I tell you it has taken me all my life
to arrive at the vision of gas lamps as angels,
to soften and blur and finally banish
the edges you regret I don’t see,
to learn that the line I called the horizon
does not exist and sky and water,
so long apart, are the same state of being.
Fifty-four years before I could see
Rouen cathedral is built
of parallel shafts of sun,
and now you want to restore
my youthful errors: fixed
notions of top and bottom,
the illusion of three-dimensional space,
wisteria separate
from the bridge it covers.
What can I say to convince you
the Houses of Parliament dissolve
night after night to become
the fluid dream of the Thames?
I will not return to a universe
of objects that don’t know each other,
as if islands were not the lost children
of one great continent. The world
is flux, and light becomes what it touches,
becomes water, lilies on water,
above and below water,
becomes lilac and mauve and yellow
and white and cerulean lamps,
small fists passing sunlight
so quickly to one another
that it would take long, streaming hair
inside my brush to catch it.
To paint the speed of light!
Our weighted shapes, these verticals,
burn to mix with air
and change our bones, skin, clothes
to gases.
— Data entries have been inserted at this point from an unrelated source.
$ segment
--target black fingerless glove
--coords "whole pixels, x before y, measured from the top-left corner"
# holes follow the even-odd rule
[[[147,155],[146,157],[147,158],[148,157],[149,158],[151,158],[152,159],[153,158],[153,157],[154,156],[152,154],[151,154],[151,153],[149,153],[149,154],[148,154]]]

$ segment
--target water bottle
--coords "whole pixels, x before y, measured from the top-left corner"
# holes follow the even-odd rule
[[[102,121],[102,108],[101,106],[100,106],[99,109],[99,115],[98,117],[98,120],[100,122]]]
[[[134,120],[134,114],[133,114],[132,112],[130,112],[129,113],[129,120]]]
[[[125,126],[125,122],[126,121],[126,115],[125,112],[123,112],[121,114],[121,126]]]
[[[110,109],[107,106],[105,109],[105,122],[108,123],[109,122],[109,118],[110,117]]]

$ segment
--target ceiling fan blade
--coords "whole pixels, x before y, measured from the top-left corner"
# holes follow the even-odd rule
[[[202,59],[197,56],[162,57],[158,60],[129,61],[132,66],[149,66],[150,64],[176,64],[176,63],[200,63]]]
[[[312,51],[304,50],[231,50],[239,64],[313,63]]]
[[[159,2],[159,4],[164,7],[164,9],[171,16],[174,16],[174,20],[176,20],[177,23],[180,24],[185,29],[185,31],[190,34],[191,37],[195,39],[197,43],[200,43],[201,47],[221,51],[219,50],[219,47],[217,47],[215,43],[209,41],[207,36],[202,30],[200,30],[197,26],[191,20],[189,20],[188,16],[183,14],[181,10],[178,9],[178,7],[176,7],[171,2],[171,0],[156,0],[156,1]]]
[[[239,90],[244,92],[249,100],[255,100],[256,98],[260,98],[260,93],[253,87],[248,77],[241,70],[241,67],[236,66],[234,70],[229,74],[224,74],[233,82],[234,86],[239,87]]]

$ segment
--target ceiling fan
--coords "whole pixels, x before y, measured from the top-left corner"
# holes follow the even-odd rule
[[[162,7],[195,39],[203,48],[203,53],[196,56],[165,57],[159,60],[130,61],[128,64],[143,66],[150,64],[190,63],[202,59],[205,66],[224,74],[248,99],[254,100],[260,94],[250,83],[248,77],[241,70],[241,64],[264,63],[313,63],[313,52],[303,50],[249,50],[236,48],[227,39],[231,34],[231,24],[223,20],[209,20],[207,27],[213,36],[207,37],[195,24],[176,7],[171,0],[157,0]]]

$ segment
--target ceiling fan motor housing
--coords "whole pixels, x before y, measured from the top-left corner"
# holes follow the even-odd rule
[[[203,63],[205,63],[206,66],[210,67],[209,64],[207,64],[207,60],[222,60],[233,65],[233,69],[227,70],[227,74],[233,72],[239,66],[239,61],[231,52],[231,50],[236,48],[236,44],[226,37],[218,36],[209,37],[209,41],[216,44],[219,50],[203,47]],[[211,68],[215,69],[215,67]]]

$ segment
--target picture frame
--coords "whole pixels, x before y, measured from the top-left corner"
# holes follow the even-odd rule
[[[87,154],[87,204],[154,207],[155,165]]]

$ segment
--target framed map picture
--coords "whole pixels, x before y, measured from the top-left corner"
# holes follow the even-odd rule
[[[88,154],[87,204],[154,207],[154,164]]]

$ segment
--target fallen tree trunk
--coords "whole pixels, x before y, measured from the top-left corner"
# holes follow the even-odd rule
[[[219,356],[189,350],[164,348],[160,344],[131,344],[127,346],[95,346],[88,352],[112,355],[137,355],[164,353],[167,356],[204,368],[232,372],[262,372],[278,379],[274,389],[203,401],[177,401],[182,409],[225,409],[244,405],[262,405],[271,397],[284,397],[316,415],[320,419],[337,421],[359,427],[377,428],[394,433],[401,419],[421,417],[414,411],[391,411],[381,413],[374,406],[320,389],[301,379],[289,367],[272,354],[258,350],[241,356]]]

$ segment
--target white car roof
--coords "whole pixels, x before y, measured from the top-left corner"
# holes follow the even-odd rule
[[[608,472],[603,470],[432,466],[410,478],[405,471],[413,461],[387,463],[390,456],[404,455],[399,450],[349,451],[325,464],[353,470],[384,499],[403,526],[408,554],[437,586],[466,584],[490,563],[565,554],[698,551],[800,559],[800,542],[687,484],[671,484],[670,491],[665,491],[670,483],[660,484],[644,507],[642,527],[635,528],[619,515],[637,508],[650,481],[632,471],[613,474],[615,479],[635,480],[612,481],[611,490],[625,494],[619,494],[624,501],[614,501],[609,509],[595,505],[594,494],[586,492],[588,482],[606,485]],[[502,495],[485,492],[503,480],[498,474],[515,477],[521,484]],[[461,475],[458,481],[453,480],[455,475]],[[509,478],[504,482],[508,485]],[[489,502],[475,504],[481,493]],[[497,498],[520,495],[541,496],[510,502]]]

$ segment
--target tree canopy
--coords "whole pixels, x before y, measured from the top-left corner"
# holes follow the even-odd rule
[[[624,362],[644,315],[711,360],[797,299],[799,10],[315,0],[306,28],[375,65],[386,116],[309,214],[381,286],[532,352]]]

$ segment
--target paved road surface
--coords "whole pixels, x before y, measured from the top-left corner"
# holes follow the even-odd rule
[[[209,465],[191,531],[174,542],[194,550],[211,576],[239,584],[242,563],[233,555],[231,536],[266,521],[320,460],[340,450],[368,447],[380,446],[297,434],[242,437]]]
Doctor,
if only you could see
how heaven pulls earth into its arms
and how infinitely the heart expands
to claim this world, blue vapor without end.”
I think it might have been those times of blurry-eyed porch meditations when I experienced a glimpse of heaven so real that however artists have painted it—Monet’s “Lilies” or his “Rouen Cathedral” or his gardens at Giverny—or however writers have expressed it—Robert Penn Warren’s “world enough and time,” or C. S. Lewis’ “a moment made eternity,”—I know beyond a shadow of a doubt in that transcendent instant, that there is more, so much more, beyond what we experience as pilgrims in what is at once a world of wonder and woe.
And then the Apostle Paul makes it all so clear, when he wrote, “Now we see but a poor reflection as in a mirror; then we shall see face to face (I Corinthinans 13: 12).
Duane Bolin teaches in the Department of History at Murray State University. Duane and Evelyn are members of Murray’s First Baptist Church.